The other day I had an interesting conversation with Kyle, a co-worker of mine. We had talked about motivational and inspiring authors several times in the past, so it wasn’t abnormal when he asked me if I had heard of a certain guy who had transformed himself from a 300-pound couch potato to US Navy SEAL and world-class ultra-marathon runner. I had not. After telling me the story, Kyle made a very interesting statement.

“It would be so awesome to have that kind of motivation, you know?”

“What kind?” I asked, arching an eyebrow.

“You know, the kind where you realize you have to do something or you’re going to die.”

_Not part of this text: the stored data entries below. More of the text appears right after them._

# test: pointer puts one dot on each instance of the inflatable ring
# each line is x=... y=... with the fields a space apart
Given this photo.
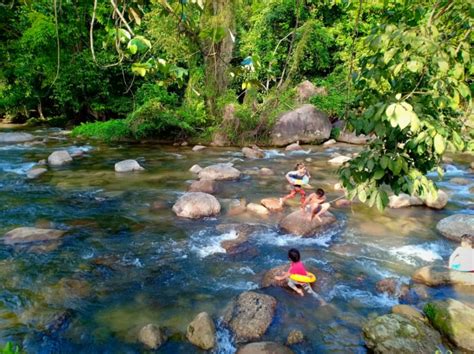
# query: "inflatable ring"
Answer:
x=299 y=182
x=309 y=278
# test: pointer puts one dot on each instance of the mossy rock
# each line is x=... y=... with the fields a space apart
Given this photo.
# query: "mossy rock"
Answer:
x=454 y=320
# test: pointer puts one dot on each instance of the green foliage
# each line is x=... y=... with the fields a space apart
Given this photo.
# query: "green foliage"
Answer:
x=9 y=348
x=413 y=92
x=111 y=130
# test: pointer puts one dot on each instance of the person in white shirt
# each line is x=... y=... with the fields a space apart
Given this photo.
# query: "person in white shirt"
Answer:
x=462 y=258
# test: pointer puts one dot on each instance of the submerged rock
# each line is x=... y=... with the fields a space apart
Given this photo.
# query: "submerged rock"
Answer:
x=59 y=158
x=257 y=209
x=35 y=172
x=31 y=234
x=272 y=204
x=294 y=337
x=195 y=205
x=398 y=334
x=298 y=223
x=9 y=138
x=250 y=315
x=202 y=332
x=128 y=166
x=305 y=124
x=264 y=348
x=436 y=275
x=220 y=171
x=151 y=336
x=454 y=320
x=454 y=226
x=403 y=201
x=195 y=169
x=409 y=312
x=253 y=152
x=205 y=186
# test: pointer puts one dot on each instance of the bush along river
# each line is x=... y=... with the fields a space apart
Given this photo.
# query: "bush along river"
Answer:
x=94 y=260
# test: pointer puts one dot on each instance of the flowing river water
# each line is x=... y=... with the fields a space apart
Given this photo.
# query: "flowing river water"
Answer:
x=124 y=264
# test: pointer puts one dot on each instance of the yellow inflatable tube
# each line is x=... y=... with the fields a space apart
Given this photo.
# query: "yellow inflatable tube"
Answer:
x=309 y=278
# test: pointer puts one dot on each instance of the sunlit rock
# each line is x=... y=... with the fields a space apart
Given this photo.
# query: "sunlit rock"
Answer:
x=202 y=332
x=59 y=158
x=195 y=205
x=128 y=166
x=453 y=319
x=395 y=333
x=249 y=315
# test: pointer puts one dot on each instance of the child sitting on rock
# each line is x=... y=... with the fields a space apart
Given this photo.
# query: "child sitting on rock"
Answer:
x=295 y=179
x=315 y=204
x=462 y=258
x=297 y=267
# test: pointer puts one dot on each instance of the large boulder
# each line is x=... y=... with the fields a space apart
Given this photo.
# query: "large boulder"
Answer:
x=454 y=320
x=394 y=333
x=439 y=202
x=31 y=234
x=128 y=166
x=403 y=201
x=205 y=185
x=250 y=315
x=59 y=158
x=298 y=223
x=202 y=331
x=220 y=172
x=151 y=336
x=195 y=205
x=9 y=138
x=436 y=275
x=454 y=226
x=264 y=348
x=253 y=152
x=305 y=124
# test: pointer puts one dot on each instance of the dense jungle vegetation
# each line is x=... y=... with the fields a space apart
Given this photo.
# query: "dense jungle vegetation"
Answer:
x=167 y=69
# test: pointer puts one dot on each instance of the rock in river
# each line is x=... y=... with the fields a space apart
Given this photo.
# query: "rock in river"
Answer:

It took me a moment to come up with a response. It’s not the kind of statement that is necessarily refutable; surely survival instinct plays a huge role in the attempts many people make to improve their lives. But to my mind this was a bit different.

“That’s true” I said eventually. “but all motivation should be like that.”

That sums up my idea about motivation: it must ultimately begin with the desire to improve your current condition or situation. Whether for something urgent like a life-or-death situation, or something non-urgent like putting in the effort to finish an important work project early, that desire to improve your circumstances is ultimately the same thing but with other drivers acting on it. Motivation + Survival will get you through a natural disaster. Motivation + Reproduction will get you into a relationship. Motivation + Avarice will get you into stock market speculation. Focusing strictly on the motivation, though, it’s all the same thing.

It’s obviously a very important thing, but I wanted to stress to Kyle that he didn’t have to wait around for a survival scenario to experience this kind of motivation. In the case of the converted ultra-marathoner, I believe that what drove him on to the great heights he has achieved and what was truly enviable was the moment of discovery. Realizing, after a lifetime of self-doubt and self-defeat, that he could actually lose 10 pounds after all. And then 150 more. He could actually run a mile, and then 150 more. In fact, turns out his body had basically won the ultra-marathon genetics lottery; he just needed to discover it.

Once you can imagine something better a month, a year, a decade in your future and really sell it to your own mind, the motivation you feel is no less potent than if a gun was being pointed to your head. In fact, it is more so. The really amazing stuff starts to happen when you get into the world of Motivation + Discovery; therein lies no limit.